The NBU’s leadership understands that it must act to contain inflation, but its insistence on the dollar peg ties their hands, because it prevents them from raising interest rates sufficiently. Instead, they have reverted to strict reserve requirements, effectively rationing credit and thereby causing a domestic credit squeeze in the midst of the current international financial crisis, which is likely to force some medium-sized banks into bankruptcy because of liquidity problems. Rationing is always worse than a market.

Why does the NBU persist with this harmful policy? Incompetence is one reason, but politics is probably the decisive cause.
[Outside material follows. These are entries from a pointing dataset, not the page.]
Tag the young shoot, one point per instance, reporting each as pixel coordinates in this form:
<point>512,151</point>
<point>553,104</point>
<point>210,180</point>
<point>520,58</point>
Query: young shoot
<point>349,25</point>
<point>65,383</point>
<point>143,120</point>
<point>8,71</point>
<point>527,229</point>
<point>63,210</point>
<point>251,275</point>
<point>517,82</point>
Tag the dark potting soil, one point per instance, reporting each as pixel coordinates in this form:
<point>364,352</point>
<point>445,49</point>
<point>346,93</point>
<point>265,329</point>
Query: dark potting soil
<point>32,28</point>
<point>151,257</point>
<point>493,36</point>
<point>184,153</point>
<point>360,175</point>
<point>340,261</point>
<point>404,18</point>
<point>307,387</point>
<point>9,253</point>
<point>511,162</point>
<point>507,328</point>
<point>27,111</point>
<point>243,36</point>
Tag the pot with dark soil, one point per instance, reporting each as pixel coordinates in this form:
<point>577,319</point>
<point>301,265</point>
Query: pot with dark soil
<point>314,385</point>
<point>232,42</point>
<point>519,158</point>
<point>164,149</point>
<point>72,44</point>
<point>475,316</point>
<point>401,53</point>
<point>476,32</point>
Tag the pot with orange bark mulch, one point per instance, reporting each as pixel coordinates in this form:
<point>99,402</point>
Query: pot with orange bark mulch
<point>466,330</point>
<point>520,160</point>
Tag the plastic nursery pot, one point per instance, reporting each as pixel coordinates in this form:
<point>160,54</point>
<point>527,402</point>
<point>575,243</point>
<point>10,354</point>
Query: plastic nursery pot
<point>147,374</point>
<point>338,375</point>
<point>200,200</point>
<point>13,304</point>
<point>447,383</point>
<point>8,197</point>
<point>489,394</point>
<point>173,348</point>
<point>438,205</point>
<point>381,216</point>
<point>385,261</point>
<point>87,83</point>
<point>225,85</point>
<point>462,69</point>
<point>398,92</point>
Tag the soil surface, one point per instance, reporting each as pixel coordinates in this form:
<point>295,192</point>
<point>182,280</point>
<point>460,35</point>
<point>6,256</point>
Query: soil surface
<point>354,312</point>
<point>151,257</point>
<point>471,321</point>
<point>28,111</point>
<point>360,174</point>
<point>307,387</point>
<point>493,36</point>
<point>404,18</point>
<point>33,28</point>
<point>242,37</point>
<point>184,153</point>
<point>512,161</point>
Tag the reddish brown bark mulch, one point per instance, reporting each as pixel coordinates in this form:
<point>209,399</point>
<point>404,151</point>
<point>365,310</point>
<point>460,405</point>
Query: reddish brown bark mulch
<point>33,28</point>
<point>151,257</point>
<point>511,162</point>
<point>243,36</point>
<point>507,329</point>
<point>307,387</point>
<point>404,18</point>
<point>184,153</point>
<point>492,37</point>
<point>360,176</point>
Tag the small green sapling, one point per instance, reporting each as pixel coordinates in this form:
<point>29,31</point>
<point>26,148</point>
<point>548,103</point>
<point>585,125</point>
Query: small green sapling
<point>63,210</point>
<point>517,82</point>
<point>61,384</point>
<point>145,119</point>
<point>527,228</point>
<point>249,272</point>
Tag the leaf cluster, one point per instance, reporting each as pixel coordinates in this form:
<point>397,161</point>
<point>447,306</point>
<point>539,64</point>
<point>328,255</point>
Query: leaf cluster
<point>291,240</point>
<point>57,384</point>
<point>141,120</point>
The NBU is subordinate to President Viktor Yushchenko, who, despite naming Tymoshenko as prime minister, seems more interested in harming her politically than in capping inflation.

The flaws in the NBU’s policy are so obvious it will be forced to free the exchange rate, but it might act too late. Even now, in the midst of an inflationary crisis, the NBU wants to move in small steps, evidently failing to grasp the severity of the crisis. The NBU needs to announce that it no longer has an exchange-rate target and that it will stop intervening by ending its purchases of dollars on the currency market.

If the NBU lets the exchange rate float, Ukrainians are likely to exchange billions of dollars into hryvnia, driving up the hryvnia exchange rate. That would contain Ukraine’s inflation, as the NBU could restrict the money supply through high interest rates rather than rationing.

Time is short. The great economist Rudi Dornbusch used to say that a financial crisis usually starts much later than anyone expects, but then develops faster than anyone can imagine. Ukraine is on the financial precipice.

Yushchenko and the NBU can still act, but if they do not do so immediately, a costly and unnecessary financial crisis might ensue. As prime minister, Yushchenko saved his country from financial default in early 2000. Ukraine’s well-being must not be sacrificed to his political ambitions.